Leading light of Lone Star State

January 1, 1990

The University of Texas at Dallas is destined for the academic top table, says David E. Daniel.

In the early 1960s, the Dallas-Fort Worth region lacked a major scientific or engineering institution. The mayor of Dallas, along with two partners (the same trio who founded Texas Instruments), set out to correct that deficiency. They began by assembling a large parcel of land and ambitiously creating the Graduate Research Center of the Southwest. By 1969, the trio declared the centre and its holdings the site of a future “MIT of the Southwest” and struck a deal with the Lone Star State to create the University of Texas at Dallas, an elite, research-oriented, exclusively PhD-granting institution. Thus UT Dallas’ tale began.

At launch, the institution was a building in the middle of a cotton field housing fewer than 100 academics and doctoral students. Nearby universities opposed it, so much so that in 1990, when UT Dallas asked the state for permission to admit freshmen, the deal hinged on two major concessions calculated to doom the fledgling institution: UT Dallas promised to admit only freshmen with extraordinarily high academic credentials and to offer no programme that would compete with those run by other local universities.

Ultimately, far from dooming it, these restrictions advantaged the university. From the start, UT Dallas students have been the best of the best, and this culture of excellence is our single greatest differentiator today. The second restriction forced us into a multidisciplinary approach before such work was in vogue, inspiring a focus on programmes such as computer science, neuroscience and space science.

The legislation restricting UT Dallas was repealed in 2006, but not much changed, as the university had firmly embraced its identity as a place on the rise via a constant focus on growth and improvement. Our freshman class typically has the highest average SAT score among public universities in Texas. We have expanded from 14,000 students in 2005 to 21,000 today, with research expenditure tripling over the same period. Our goal is to ascend rapidly to the ranks of the world’s best research universities: by any measure, we are enjoying enormous success.

What are the essential factors in our progress? First, our commitment to our mission. UT Dallas’ founders focused on research, technology and their benefit to commerce and society. Today, more than 80 per cent of our degrees are in science, technology, engineering and business. We avoid mission creep.

Next is location. Dallas is one of the world’s largest and most rapidly growing metropolitan areas, with an insatiable appetite for the graduates we produce (as our founders predicted). Our success is critical to the region: among the US’ 10 most economically productive metropolitan areas, only one lacks a top-tier research university – Dallas-Fort Worth. The city urgently needs us to fill this gap – and we will.
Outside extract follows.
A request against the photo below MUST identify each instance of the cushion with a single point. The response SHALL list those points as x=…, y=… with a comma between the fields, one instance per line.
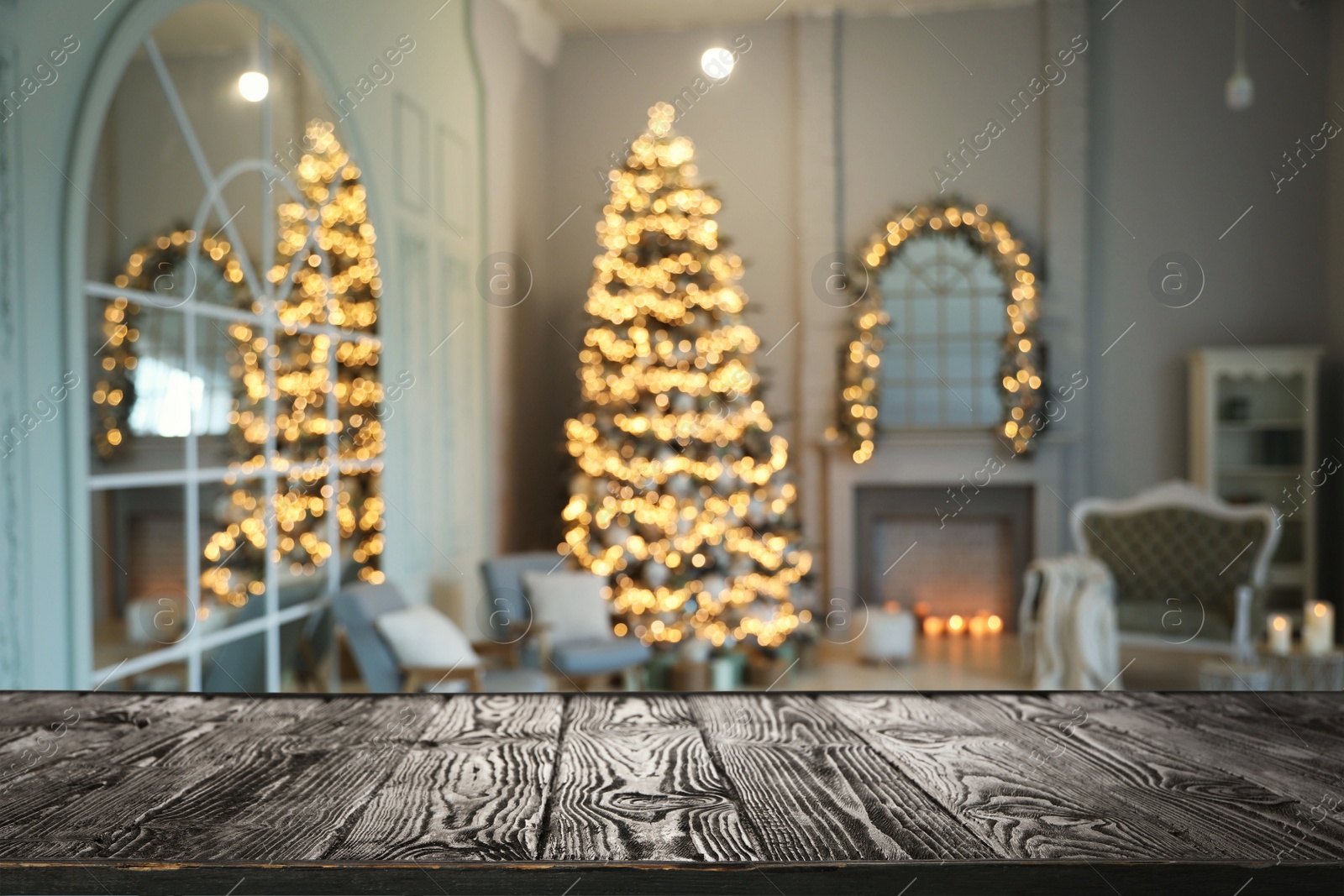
x=421, y=636
x=598, y=656
x=570, y=604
Third is our sister institution. The University of Texas Southwestern Medical Center of Dallas is one of the US’ premier medical research universities and a critical collaborator in rapidly expanding medical research and technology work.

Next is our boldness and agility. Small young institutions are inherently nimble (of necessity) and UT Dallas’ entrepreneurial culture promotes and rewards risk-taking. The institution experimented early with creative fixed tuition policies and introduced cutting-edge, interdisciplinary programmes. This willingness to take risks is a treasured value.

And finally, money. UT Dallas occupies an expensive niche in academia: science, engineering and business, focused on quality and research, costs. We unapologetically charge the highest tuition fees of any Texan public university, yet are named year after year on the “best value” lists. One valuable resource we are able to draw on is the Permanent University Fund. This endowment, managed by the UT System, is derived from oil income. These funds can be used for constructing new facilities and make our ambitious growth plans realistic.

Like all institutions, UT Dallas faces challenges: principally, increasing awareness of the university, expanding its core infrastructure to keep up with enrolment and faculty growth, and raising private funds to support excellence.

Our biggest, most immediate challenge is building new academic buildings on campus. Since 2005, we have started or completed construction on more than $600 million (£340 million) of infrastructure additions: however, needs continue to outstrip even this aggressive programme’s output.

Private fundraising is vital to UT Dallas, as it is to every great US research university. But with a relatively young alumni group, we and our peers in the 100 Under 50 must look to companies, foundations and far-sighted individuals for the majority of our private giving. In time, alumni will play a greater role.

UT Dallas’ future is bright. Our founders got the vision and mission right; the university has upheld that mission and vision; and there’s an urgent local need for us to become one of the world’s great research universities. Success seems assured, and our leadership team’s primary job is making that goal a reality as soon as possible.

David E. Daniel is president of the University of Texas at Dallas.